As with many new technologies, there is much to be learned in the realm of content curation. One thing that Dennis learned only in the practice of curation is that it could very well be the future if search. When he joined Scoop.it, Dennis did not expect to find “such a rich and expert community of searchers.” He knew that he would have a place to share all of his content and build a resource for his audience, but what he found in this practice, he never could have expected.

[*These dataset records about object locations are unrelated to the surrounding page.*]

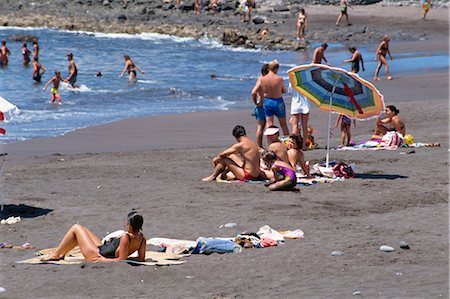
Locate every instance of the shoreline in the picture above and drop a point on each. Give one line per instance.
(370, 23)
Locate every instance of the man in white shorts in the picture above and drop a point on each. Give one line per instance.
(299, 112)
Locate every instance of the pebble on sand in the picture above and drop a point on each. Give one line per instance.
(386, 248)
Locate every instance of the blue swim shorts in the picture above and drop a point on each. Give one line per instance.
(259, 113)
(274, 107)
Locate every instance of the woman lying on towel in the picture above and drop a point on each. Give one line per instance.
(94, 251)
(392, 119)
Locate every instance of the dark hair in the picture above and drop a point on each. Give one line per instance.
(135, 220)
(269, 158)
(239, 131)
(265, 69)
(297, 139)
(393, 109)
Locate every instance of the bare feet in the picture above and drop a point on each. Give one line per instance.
(208, 179)
(52, 258)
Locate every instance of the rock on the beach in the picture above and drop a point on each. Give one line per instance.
(259, 20)
(403, 245)
(122, 18)
(386, 248)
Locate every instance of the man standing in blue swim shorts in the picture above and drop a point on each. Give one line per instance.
(273, 87)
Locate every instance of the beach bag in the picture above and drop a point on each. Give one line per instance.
(343, 170)
(391, 139)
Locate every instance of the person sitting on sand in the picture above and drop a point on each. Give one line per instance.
(275, 144)
(130, 67)
(94, 251)
(228, 160)
(296, 155)
(284, 177)
(392, 119)
(258, 100)
(319, 54)
(54, 91)
(355, 60)
(381, 52)
(38, 70)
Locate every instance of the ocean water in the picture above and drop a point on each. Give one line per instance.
(177, 77)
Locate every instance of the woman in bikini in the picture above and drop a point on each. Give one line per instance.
(392, 119)
(130, 67)
(94, 251)
(302, 22)
(284, 176)
(382, 50)
(295, 153)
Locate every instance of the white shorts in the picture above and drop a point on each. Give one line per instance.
(299, 104)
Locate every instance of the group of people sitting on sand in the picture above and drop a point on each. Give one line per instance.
(246, 160)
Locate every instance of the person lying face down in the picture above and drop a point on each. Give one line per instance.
(94, 251)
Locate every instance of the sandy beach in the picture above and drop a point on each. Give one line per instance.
(94, 176)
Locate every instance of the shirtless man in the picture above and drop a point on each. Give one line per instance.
(272, 87)
(392, 119)
(54, 91)
(73, 71)
(247, 150)
(37, 67)
(275, 144)
(4, 53)
(319, 54)
(35, 49)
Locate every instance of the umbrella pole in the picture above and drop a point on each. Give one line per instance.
(329, 123)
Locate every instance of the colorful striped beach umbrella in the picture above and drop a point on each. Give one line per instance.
(337, 91)
(347, 93)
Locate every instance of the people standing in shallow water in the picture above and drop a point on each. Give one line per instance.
(355, 60)
(73, 71)
(381, 52)
(130, 67)
(54, 91)
(35, 49)
(425, 8)
(302, 23)
(4, 53)
(258, 100)
(344, 6)
(38, 70)
(26, 54)
(393, 120)
(94, 251)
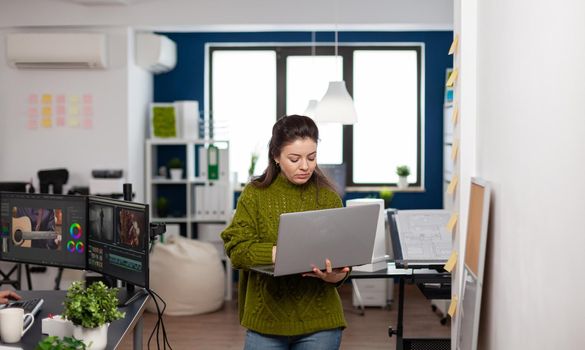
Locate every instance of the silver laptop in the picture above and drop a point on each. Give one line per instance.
(343, 235)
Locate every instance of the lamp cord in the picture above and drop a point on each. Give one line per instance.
(160, 325)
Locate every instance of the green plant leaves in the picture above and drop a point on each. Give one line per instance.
(56, 343)
(93, 306)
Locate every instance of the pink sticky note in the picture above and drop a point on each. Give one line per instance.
(87, 111)
(46, 122)
(73, 122)
(87, 123)
(60, 109)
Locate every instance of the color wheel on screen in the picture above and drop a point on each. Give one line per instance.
(75, 230)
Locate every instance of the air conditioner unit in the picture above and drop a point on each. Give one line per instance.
(155, 53)
(56, 50)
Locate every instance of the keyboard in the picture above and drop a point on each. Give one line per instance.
(32, 306)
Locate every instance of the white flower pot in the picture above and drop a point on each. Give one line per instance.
(402, 182)
(176, 174)
(94, 338)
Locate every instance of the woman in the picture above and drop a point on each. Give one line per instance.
(289, 312)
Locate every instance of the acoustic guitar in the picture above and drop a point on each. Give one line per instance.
(22, 233)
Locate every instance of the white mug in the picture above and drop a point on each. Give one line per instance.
(12, 322)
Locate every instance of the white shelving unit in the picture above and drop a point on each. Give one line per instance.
(200, 205)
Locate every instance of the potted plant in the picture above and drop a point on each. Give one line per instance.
(386, 194)
(54, 342)
(402, 171)
(175, 168)
(162, 207)
(252, 167)
(91, 310)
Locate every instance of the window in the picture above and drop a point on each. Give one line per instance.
(252, 86)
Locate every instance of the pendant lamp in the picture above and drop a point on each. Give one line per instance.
(311, 107)
(336, 106)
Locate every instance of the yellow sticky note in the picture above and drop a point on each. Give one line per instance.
(453, 306)
(454, 45)
(46, 111)
(452, 78)
(454, 149)
(450, 264)
(452, 222)
(73, 122)
(455, 115)
(452, 185)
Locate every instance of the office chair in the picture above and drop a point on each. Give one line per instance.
(55, 178)
(17, 268)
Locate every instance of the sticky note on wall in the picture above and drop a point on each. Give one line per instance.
(455, 115)
(452, 222)
(454, 45)
(450, 264)
(453, 306)
(452, 184)
(454, 149)
(452, 77)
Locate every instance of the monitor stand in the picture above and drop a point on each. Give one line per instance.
(129, 295)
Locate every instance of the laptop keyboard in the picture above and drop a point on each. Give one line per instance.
(265, 268)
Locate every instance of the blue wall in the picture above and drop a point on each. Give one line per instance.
(186, 82)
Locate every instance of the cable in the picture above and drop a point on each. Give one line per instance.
(160, 325)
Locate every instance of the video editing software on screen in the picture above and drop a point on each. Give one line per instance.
(118, 233)
(44, 229)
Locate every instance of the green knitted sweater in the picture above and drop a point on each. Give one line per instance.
(287, 305)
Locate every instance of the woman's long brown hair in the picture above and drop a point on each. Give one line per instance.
(285, 131)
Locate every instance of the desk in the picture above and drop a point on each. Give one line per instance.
(54, 304)
(425, 278)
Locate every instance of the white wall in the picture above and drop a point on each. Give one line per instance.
(140, 92)
(220, 15)
(530, 145)
(116, 138)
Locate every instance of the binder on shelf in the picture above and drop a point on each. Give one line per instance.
(202, 158)
(224, 170)
(213, 162)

With his continued use of Scoop.it and curation, Dennis has found that he can rely on other curators as a vital source of information discovery. He even chooses Scoop.it over other tools as a search engine! What makes Scoop.it unique for search is that all of the content you will find is selected by thoughtful editors with an expertise on the topic that is being searched for. Dennis has found that the quality of search results on Scoop.it has been unmatched by a regular search engine algorithm because of this. He has found numerous pieces of relevant content intelligently selected by other curators, as well as being discovered for the content that he has curated.
There’s no question that Dennis O’Connor has found much success on Scoop.it. It wasn’t all coincidental, though. Dennis shared with us two of his best curation secrets and tricks:
It’s important to carefully think through the keywords that you set for your topic so that Scoop.it can crawl the web and provide you with interesting and relevant content and inspiration. In addition to taking full advantage of this, Dennis also uses other sources like Twitter, StumbleUpon, and Prismatic to find content to share on Scoop.it. Once he finds the content he wants to share with his audience, he uses Scoop.it as his social media hub to add value to that content and share it everywhere
Dennis takes a lot of time to tag each of his posts. This allows him, he explained, to assemble publications based upon his tagged topics. When he’s using his information on Scoop.it for his E-learning classes, it’s easy for him to filter his Scoop.it pages based upon different subjects and easily compile a list of posts and articles on appropriate topics to provide to his students. Something interesting that Dennis does with his tagged articles is to pull them by subject and create “special editions” of his topics on his blog for special classes and events that he is teaching.
As a man who’s been in technology for quite some time, Dennis had a large repertoire of content to share before he even joined Scoop.it. Using the platform as a place to collect and organize all of his content was a great way for Dennis to begin discovering all of the added benefits that Scoop.it has. Through archiving his old content as well as discovering and sharing new content and becoming a resource for his students, Dennis was able to learn that the benefits of curation are close to limitless and there’s always something new to be learned.